Since English is a stress-timed language, why have poets chosen to write in iambic pentameter? Doesn’t the language already have a natural rhythm without resorting to meter? And isn’t that natural rhythm already quite close to iambic pentameter?
(Note: It’s actually a matter of some debate whether there really exist “syllable-timed” and “stress-timed” languages; but I think this question is answerable within its premise that there do, and that English is “stress-timed” — in fact, I think the answer is fairly similar whether or not that’s the case — so I’ll give it a shot.)
Unstressed syllables aren’t silent; if the interval between two stresses is the same no matter how many unstressed syllables come between them, then stresses with more syllables between them will force those syllables to be said faster, which results in a faster rhythm.
So having roughly the same pattern of unstressed syllables throughout a sentence will result in a regular cadence:
- Liz Anne drank mixed drinks. (five stressed syllables, ´´´´´)
- Sally Mae had drunk a vodka tonic. (five trochees, ´˘´˘´˘´˘´˘)
- Amanda Jean had drunk a rum and coke. (five iambs, ˘´˘´˘´˘´˘´)
- Jessica Coleman was trying out something with grenadine. (five dactyls, ´˘˘´˘˘´˘˘´˘˘´˘˘)
- Alexandra was trying out something with peppermint schnapps. (five anapests, ˘˘´˘˘´˘˘´˘˘´˘˘´)

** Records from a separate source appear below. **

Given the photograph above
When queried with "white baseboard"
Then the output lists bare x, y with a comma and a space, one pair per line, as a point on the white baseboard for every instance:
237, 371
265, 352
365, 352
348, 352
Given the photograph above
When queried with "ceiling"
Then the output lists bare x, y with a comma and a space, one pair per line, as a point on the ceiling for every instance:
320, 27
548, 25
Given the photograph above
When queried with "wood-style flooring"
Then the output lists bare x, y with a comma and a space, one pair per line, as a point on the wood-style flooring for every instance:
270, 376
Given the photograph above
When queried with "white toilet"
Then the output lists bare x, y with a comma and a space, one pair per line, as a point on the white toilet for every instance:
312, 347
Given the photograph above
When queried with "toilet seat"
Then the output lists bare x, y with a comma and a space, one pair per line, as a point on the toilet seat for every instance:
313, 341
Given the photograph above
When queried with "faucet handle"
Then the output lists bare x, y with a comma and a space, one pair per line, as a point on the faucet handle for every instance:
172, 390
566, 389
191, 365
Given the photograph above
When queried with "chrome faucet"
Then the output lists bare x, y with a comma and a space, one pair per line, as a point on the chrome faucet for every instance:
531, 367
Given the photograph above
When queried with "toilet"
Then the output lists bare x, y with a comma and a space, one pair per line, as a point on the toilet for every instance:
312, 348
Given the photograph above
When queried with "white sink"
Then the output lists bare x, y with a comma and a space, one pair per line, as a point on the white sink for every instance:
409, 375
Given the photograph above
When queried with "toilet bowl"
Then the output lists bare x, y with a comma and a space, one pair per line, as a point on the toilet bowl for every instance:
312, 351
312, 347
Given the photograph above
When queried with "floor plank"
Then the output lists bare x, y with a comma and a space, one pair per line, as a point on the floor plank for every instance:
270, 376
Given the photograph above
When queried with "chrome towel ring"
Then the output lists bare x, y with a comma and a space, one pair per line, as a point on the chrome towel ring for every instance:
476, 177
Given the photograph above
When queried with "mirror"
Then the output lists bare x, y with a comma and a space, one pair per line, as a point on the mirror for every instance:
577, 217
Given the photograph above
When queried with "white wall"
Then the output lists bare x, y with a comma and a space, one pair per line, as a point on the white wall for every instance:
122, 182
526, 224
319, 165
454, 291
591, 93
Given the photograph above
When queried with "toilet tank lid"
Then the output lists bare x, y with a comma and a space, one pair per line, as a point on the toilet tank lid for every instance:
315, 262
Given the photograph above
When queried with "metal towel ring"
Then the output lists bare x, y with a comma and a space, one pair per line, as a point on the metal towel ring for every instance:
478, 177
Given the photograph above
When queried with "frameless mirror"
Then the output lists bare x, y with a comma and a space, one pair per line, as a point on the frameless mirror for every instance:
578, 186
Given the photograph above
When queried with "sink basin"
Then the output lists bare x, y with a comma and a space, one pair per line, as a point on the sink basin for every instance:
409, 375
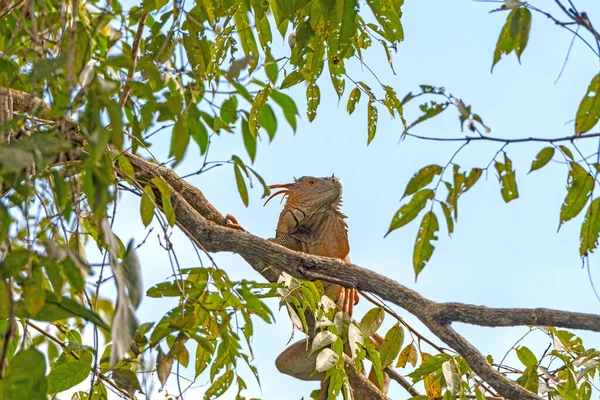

(Incidentally, note that not all of the cadences work equally well; personally I think the iambs and anapests work best, though that’s probably subjective.)
By contrast, a more haphazard arrangement of unstressed syllables will have no such cadence:
- Liz Anne was drinking something with vodka. (´´˘´˘´˘˘´˘)
- Jessica Coleman drank mixed drinks. (´˘˘´˘˘´´´)
Of course, a regular cadence is not absolutely necessary to poetry. And iambic pentameter is far from the only possible regular cadence in English. (Common meter, for example, uses alternating lines of four and three feet; and limericks use anapests.) But it’s a pleasant rhythm, and — as you imply — it falls within the normal range of natural English rhythms. (And of course, once a meter becomes common, it takes on a life of its own; later poets used it in part because they were in the same tradition of earlier poetry that had used it.)